Incomplete or delayed processing has been reported to lead to the accumulation of E2-p7 and p7-NS2 precursors, respectively. (10, 19, 25). The functional significance of these uncleaved proteins, however, is not known. To assess the importance of these intermediates to the viral life cycle, an EMCV IRES was used to separate p7 from either E2 or NS2 (Fig. 1A). In the bicistronic genome E2-IRES-p7, the first cistron, C through E2, is translated from the HCV IRES, while in the second cistron the EMCV IRES initiates translation at the N terminus of p7. A similar bicistronic genome, p7-IRES-NS2, encodes C through p7 in the first cistron and begins translation of the second cistron at the N terminus of NS2. To assess the viability of the E2-IRES-p7 and p7-IRES-NS2 genomes, Huh-7.5 cells were electroporated with in vitro-generated transcripts, and RNA replication was examined by qRT-PCR at several time points posttransfection (Fig. 1B). Although both bicistronic genomes replicated similarly, they were moderately impaired relative to the monocistronic genome J6/JFH or J6/JFHΔE1E2, which contains an in-frame deletion of the envelope proteins. J6/JFH(GNN), which encodes a lethal mutation of the conserved NS5B RdRp motif (GDD to GNN), did not replicate and served as a negative control.

Infectious virus production by cells harboring the transfected HCV genomes was quantified by a limiting dilution (TCID₅₀) assay (Fig. 1C). Relative to J6/JFH, E2-IRES-p7 and p7-IRES-NS2 demonstrated a decrease of approximately 10- to 20-fold in infectious virus production at 24 h posttransfection. At later time points, however, titers approached J6/JFH, suggesting that neither unprocessed E2-p7 nor p7-NS2 play an essential role in infectious virus production. In addition, the viability of both genomes indicates that neither p7 nor NS2 require their native signal sequences, normally provided by the C terminus of E2 and p7, respectively, to function in the virus life cycle.

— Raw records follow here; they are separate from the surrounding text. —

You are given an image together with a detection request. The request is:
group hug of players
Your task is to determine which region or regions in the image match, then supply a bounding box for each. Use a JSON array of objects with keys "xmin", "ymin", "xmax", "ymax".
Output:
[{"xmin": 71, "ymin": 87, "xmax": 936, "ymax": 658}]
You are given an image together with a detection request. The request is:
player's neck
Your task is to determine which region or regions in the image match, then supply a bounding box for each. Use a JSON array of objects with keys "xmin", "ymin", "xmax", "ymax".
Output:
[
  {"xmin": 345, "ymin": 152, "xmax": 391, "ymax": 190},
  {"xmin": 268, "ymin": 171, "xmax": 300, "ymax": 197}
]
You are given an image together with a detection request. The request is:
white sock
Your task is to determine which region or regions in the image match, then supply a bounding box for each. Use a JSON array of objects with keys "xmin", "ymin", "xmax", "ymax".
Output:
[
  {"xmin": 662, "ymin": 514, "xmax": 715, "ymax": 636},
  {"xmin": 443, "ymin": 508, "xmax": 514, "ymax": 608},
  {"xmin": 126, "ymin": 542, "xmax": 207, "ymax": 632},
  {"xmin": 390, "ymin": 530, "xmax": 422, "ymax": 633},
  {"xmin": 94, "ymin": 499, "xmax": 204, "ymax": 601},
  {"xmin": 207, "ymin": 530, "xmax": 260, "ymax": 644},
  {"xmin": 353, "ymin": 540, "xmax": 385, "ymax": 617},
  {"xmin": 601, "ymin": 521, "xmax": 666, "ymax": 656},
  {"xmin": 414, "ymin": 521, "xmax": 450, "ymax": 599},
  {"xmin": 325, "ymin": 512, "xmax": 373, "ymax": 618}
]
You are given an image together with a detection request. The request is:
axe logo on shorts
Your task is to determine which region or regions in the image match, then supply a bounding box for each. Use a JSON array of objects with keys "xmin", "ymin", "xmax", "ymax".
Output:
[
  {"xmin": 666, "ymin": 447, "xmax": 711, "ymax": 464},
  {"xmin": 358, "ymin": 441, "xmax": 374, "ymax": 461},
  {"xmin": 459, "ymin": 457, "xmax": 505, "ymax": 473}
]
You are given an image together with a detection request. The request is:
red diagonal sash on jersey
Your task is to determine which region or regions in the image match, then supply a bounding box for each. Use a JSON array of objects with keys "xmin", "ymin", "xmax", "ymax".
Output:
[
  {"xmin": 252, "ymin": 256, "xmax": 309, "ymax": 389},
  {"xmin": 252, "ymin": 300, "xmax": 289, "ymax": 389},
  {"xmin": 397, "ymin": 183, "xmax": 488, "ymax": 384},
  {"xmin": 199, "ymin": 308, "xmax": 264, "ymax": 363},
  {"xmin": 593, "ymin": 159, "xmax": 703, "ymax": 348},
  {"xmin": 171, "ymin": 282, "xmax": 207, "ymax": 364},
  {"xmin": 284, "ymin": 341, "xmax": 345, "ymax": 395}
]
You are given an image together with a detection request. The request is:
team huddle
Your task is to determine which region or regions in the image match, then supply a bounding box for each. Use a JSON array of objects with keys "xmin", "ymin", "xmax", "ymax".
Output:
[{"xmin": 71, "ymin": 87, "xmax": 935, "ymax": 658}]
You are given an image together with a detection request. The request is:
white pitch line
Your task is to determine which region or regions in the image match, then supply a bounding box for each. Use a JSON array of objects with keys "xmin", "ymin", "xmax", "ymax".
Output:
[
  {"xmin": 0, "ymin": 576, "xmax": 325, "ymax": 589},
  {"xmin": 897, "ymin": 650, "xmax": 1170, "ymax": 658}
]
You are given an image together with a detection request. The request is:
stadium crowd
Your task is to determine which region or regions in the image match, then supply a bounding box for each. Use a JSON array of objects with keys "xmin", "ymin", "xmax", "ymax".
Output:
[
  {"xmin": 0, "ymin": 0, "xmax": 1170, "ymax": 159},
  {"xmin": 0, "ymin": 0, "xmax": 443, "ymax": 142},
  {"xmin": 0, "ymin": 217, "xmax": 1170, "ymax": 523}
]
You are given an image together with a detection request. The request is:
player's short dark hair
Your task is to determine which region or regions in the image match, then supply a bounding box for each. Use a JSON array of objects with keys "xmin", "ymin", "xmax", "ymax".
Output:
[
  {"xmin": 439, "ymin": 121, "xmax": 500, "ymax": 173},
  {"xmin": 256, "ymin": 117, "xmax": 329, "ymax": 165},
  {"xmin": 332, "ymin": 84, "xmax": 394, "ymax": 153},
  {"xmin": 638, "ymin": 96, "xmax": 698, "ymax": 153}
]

Characterization of a novel J6/JFH reporter virus encoding luciferase.

The ability to functionally separate p7 from its processing intermediates suggested the possibility of inserting a reporter in this region of the genome. A monocistronic reporter virus was created in which the Renilla luciferase (Rluc) gene was inserted between the p7 and NS2 coding sequences (Fig. 2A). The signal sequence at the C terminus of p7 was predicted to mediate translocation of the reporter into the ER lumen, allowing its subsequent release from the polyprotein by signal peptidase. To ensure correct processing of Rluc at its C terminus, the FMDV 2A peptide was included (7). 2A mediates a cotranslational, autocatalytic cleavage at its own C terminus, leaving a non-native proline residue at the N terminus of NS2. The liberated Rluc protein remains fused to the FMDV 2A peptide. This reporter genome was designated J6/JFH(p7-Rluc2A) (Fig. 2A).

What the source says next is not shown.